The dollar fell to two-year lows against the euro and seven-month lows against the yen on Friday, bowed by ongoing concern over the U.S. current account gap and by weak U.S. stocks. 

The greenback has fallen 8.5 percent against the euro this year, declining four cents in just a month. It has lost nearly seven percent against the yen, raising concern that Japan could sell its currency again in a bid to help its exporters. 

"We're seeing further evidence that sentiment on the dollar has changed. We see parity (against the euro) by the end of the year," said Ryan Shea, senior international economist at BankOne. 

"The U.S. is still heavily reliant on overseas capital and this is turning fairly negative." 

At 1128 GMT, the dollar was trading at $0.9644 per euro, off a two-year low of $0.9669 as dealers booked profits on the single currency's sharp gains this week. 

The dollar fell more than three quarters of a percent to 122.27 yen, its lowest since November. 

The greenback was trading a touch above Thursday's 2-1/2 year lows against the Swiss franc of 1.52, even though the Swiss National Bank lowered its money market rate back below 1.0 percent only days after raising it. 

"Dollar weakness is still the flavor and there's no sign of the weak trend ending yet," said Russell Jones, head of foreign exchange research at Lehman Brothers 

The euro also succumbed to profit-taking against the yen, dipping to 118.12 yen after rising to a five-month high of 119.46 in Tokyo trade. 

MASSIVE DEFICIT 

Data on Thursday showed the U.S. current account deficit reached record levels in the first quarter, and U.S. stocks tumbled to new lows for the year following continuing tension in the Middle East and a number of corporate profit warnings. 

The fortunes of the dollar have been closely linked to those of ailing U.S. stocks in recent weeks, as investors lost their faith in the value of U.S. assets. 

"Everything is trading off equities now. European investors are buying less U.S. assets and it's enough to put pressure on the dollar because of the current account deficit," said Jesper Dannesboe, head of foreign exchange research at Dresdner Kleinwort Wasserstein. 

The dollar also hit 17-month lows against sterling of $1.5017. 

Dollar weakness was also pushing the London stock market lower as UK multinationals with big dollar earnings faced selling pressure. 

Traders said market conditions were thin in the aftermath of Brazil's win against England in the World Cup soccer quarter-final, and as the match between Germany and United States kicked off. 

TWITCHY ABOUT BOJ 

Sudden sharp upward moves in the dollar against the yen in both Tokyo and European trade sparked speculation that Japanese authorities may have conducted dollar-buying intervention, but traders put the moves down to nerves. 

Japan has sold yen on at least four days in the past few weeks to curb the currency's export-harming strength, most recently on June 4. 

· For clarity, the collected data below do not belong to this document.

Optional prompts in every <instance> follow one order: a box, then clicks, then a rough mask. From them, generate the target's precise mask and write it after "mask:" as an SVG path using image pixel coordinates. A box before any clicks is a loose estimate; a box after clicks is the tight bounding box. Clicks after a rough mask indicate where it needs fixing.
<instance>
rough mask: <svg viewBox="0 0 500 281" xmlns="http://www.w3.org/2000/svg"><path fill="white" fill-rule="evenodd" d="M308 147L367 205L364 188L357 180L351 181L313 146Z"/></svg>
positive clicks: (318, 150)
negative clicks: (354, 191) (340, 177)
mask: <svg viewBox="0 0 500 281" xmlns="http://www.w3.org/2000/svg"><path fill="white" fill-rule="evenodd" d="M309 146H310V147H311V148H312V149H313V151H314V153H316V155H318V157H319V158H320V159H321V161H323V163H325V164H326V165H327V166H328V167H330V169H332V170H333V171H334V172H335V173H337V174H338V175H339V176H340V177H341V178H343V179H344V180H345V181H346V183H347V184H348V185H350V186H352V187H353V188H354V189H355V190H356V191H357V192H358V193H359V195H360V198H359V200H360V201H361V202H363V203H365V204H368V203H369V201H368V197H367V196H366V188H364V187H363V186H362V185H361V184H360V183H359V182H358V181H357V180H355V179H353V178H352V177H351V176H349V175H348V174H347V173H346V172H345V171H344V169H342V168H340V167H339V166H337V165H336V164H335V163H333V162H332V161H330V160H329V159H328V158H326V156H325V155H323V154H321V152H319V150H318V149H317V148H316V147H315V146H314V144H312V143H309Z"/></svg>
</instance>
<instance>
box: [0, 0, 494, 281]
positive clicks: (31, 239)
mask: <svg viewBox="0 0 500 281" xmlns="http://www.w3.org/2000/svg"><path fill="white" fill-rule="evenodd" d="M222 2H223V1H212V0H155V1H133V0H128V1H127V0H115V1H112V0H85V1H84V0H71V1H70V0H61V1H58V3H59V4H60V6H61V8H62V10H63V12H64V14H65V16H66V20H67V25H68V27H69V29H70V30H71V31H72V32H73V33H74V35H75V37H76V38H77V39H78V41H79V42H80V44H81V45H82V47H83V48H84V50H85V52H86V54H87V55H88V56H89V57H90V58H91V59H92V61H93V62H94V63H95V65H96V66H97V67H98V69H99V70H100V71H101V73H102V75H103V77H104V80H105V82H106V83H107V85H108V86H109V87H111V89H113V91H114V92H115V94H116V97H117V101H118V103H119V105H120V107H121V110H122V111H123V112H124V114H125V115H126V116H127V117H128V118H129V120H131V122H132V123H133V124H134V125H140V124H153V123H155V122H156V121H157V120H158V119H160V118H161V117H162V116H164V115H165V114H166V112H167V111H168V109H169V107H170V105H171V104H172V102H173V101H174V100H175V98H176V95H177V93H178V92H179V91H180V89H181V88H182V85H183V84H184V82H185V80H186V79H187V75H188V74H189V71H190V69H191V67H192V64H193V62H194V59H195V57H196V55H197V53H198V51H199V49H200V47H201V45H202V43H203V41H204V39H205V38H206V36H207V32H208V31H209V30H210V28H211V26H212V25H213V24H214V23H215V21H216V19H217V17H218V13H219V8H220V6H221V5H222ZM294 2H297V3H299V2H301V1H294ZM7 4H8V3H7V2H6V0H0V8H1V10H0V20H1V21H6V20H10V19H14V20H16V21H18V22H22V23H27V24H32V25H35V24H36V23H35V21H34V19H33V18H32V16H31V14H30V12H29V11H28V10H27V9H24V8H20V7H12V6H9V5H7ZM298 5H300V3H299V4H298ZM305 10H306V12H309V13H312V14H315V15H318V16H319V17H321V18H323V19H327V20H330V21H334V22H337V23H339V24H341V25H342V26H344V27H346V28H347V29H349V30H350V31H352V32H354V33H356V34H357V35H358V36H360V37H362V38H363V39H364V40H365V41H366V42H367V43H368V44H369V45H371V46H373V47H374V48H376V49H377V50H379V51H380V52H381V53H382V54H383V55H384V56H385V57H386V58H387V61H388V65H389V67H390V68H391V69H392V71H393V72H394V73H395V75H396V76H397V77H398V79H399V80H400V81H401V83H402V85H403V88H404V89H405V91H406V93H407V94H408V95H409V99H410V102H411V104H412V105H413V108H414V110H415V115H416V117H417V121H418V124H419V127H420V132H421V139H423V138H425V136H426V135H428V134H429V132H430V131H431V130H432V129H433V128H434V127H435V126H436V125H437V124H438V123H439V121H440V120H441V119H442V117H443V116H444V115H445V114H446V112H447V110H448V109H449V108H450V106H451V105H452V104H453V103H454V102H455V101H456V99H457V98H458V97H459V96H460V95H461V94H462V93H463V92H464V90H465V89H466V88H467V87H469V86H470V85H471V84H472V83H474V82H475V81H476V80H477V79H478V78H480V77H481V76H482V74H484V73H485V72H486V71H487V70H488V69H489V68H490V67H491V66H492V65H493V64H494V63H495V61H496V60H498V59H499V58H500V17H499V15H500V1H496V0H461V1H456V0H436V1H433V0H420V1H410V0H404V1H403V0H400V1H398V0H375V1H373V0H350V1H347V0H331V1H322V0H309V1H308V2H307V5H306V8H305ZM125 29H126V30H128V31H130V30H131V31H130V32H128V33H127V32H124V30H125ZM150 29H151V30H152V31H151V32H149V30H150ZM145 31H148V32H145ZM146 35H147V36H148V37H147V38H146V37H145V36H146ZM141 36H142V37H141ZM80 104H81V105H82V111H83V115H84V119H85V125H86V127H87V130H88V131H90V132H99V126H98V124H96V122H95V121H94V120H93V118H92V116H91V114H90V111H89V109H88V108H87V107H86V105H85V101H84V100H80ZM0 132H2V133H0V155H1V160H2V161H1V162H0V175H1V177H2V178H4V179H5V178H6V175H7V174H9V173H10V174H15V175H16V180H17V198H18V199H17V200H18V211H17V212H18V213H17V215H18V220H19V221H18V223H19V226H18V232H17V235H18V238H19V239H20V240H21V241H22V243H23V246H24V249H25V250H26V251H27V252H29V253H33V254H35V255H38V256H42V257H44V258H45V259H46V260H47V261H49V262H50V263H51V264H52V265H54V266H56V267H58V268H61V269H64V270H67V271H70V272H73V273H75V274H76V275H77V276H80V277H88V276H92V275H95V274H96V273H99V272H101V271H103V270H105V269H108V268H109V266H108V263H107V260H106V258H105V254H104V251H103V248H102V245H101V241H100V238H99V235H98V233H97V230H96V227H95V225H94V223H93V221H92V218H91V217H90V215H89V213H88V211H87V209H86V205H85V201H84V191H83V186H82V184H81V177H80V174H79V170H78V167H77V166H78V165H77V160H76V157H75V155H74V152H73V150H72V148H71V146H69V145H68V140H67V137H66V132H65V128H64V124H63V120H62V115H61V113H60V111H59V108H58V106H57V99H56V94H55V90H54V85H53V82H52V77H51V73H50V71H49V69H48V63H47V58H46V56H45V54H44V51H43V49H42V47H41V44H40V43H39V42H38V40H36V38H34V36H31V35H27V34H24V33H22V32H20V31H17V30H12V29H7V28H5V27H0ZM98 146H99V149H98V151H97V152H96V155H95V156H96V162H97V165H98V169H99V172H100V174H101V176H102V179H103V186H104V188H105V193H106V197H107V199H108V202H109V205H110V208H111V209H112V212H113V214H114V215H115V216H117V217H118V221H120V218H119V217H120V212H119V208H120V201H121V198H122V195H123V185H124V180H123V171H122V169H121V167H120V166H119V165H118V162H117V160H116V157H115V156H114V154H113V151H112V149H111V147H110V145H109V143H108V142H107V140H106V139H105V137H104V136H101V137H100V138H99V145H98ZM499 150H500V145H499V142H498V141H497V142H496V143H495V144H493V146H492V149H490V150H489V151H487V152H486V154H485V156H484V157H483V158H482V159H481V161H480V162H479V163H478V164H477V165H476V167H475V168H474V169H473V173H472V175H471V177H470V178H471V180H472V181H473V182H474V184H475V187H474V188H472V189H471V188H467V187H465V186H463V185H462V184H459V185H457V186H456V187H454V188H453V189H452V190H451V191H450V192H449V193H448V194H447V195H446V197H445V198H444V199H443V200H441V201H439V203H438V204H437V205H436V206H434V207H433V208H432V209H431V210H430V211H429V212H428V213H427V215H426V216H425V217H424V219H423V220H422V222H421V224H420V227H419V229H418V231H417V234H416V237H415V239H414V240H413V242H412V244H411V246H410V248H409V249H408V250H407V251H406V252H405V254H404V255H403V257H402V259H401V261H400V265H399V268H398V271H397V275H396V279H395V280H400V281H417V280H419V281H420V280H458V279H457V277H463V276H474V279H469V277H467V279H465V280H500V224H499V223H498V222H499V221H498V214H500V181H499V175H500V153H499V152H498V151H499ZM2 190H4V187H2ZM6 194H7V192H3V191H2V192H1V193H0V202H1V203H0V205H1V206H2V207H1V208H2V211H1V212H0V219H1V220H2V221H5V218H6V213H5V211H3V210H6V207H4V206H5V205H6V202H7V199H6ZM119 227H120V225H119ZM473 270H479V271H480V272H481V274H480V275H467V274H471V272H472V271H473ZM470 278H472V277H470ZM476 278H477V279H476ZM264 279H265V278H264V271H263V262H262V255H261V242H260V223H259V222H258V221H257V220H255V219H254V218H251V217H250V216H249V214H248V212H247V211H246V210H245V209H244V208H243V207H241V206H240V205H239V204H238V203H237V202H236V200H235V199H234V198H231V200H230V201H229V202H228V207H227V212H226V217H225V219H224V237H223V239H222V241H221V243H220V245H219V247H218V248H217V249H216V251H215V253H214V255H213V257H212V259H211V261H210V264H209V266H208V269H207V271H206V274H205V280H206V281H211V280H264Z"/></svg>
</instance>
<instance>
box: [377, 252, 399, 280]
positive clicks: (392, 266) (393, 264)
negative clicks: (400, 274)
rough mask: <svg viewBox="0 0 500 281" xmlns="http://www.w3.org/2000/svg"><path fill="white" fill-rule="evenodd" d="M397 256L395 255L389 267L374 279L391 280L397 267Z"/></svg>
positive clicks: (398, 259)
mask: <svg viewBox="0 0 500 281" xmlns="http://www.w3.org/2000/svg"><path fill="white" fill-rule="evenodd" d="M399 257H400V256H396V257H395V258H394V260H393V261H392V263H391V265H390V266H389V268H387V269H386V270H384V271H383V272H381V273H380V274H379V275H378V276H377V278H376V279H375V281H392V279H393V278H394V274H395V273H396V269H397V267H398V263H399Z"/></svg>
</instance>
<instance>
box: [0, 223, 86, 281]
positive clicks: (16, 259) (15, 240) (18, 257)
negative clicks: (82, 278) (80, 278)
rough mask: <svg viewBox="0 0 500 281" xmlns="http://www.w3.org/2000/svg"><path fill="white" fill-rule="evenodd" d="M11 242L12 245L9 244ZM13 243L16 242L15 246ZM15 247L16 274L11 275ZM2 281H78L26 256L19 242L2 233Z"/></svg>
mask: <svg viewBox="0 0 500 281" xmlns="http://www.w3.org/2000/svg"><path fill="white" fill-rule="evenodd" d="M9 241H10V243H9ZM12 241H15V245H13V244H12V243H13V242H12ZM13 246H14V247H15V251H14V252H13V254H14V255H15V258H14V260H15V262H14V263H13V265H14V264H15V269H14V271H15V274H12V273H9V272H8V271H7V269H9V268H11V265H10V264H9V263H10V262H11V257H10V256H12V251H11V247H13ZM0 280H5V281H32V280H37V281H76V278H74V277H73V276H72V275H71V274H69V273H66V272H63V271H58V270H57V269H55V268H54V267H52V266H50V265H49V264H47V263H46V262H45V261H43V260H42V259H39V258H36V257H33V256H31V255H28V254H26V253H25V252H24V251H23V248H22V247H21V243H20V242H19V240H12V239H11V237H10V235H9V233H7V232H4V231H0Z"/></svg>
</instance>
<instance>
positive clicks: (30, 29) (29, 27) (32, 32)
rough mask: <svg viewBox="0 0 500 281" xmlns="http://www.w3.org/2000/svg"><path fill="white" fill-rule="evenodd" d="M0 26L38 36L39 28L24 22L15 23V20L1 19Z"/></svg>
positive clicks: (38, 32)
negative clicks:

But the dollar lost ground as dealers questioned Japan's willingness to intervene. 

"People want to sell the dollar because it is weak, but are very nervous about the Bank of Japan so they are getting very jittery," said a trader at a U.S. bank. 

Japan's top financial diplomat Haruhiko Kuroda said he was closely monitoring the forex market while Finance Minister Masajuro Shiokawa said he had a "bad feeling" about yen strength. 

Bank of Japan Governor Masaru Hayami said it was the dollar's broad-based decline that was behind the yen's rise. 

Earlier, senior Finance Ministry official Zembei Mizoguchi also said the ministry had not intervened in the market on Friday. 

"Interestingly the BOJ hasn't intervened where it last intervened and that confirms our view that they haven't drawn a line in the sand and they want to slow the pace of appreciation," said Dannesboe.